Here we reproduce the end-to-end working example of building and training the linear model, including everything explained in this notebook. So, instead of running each code block one-by-one, you can run the entire process in one go.

In [None]:
import sklearn.datasets
import matplotlib.pyplot as plt
import tensorflow as tf

# simulate training data
x,y = sklearn.datasets.make_regression(n_samples=100,
                                       n_features=1,
                                       bias=50.0,
                                       noise=10.0,
                                       random_state=221891)

# package training data into tensorflow Dataset
data = tf.data.Dataset.from_tensor_slices((x,y))

# create and summarize linear model neural network
model = tf.keras.models.Sequential()
model.add(tf.keras.layers.Dense(units=1, input_shape=[1]))
model.summary()

# compile model with loss function and optimizer
model.compile(optimizer=tf.keras.optimizers.SGD(),
              loss=tf.keras.losses.MeanSquaredError())
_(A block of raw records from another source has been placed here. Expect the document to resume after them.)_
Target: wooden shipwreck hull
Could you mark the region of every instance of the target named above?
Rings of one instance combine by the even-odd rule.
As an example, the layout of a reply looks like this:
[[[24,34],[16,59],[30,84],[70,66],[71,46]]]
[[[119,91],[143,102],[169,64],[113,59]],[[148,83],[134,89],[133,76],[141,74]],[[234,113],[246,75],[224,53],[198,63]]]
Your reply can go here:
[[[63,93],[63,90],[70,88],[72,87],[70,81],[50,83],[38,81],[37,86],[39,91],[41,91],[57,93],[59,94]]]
# batch data and train model
data = data.batch(10)
model.fit(data, epochs=100)

# predict y values using training data
yhat = model.predict(x)

# plot predicted and true y values
def plot_prediction(x, y_true, y_pred):
  plt.scatter(x, y_true, marker='o')
  plt.scatter(x, y_pred, marker='+')

plot_prediction(x, y, yhat)

You should see the line-fit plot above, preceded by the model training output, and the model summary will be at the very top.
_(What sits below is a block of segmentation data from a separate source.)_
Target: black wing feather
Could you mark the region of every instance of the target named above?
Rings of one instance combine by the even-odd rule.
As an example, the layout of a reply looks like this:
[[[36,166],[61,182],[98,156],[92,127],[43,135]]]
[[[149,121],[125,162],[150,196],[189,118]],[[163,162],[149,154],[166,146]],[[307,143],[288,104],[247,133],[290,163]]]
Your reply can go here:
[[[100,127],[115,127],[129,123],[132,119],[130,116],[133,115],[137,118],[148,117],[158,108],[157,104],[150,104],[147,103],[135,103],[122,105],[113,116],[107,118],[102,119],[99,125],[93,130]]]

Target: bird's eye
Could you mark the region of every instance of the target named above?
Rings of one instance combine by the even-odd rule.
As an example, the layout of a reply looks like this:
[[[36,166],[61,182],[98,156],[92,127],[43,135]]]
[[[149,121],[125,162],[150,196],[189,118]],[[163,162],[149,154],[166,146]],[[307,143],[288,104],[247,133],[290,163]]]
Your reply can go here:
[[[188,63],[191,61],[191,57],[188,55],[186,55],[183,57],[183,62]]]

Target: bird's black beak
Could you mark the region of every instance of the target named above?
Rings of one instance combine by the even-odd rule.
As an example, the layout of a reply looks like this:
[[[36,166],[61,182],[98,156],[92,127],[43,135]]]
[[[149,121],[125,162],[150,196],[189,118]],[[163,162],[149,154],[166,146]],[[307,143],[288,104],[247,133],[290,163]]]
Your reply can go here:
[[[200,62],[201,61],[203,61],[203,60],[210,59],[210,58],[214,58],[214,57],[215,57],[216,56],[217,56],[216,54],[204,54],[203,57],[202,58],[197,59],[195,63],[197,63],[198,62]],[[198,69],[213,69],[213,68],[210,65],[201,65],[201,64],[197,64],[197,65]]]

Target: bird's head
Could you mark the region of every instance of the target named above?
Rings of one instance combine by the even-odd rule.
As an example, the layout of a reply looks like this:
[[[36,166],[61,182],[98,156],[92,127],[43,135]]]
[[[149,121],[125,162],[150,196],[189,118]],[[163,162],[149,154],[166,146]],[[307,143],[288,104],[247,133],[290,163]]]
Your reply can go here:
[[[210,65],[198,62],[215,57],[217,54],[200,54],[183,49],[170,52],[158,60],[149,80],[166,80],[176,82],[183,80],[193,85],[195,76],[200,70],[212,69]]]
So, that's an end-to-end neural network train-predict analysis, with visualization, in 36 total lines of python code (with comments and decent code structure).

This little code block will form the basis for *all* the neural network training we'll do in this course, and the *exact same* approach underlies similar analyses in research and industry. The only major things different are the size-and-shape of the data and the size-and-shape of the network.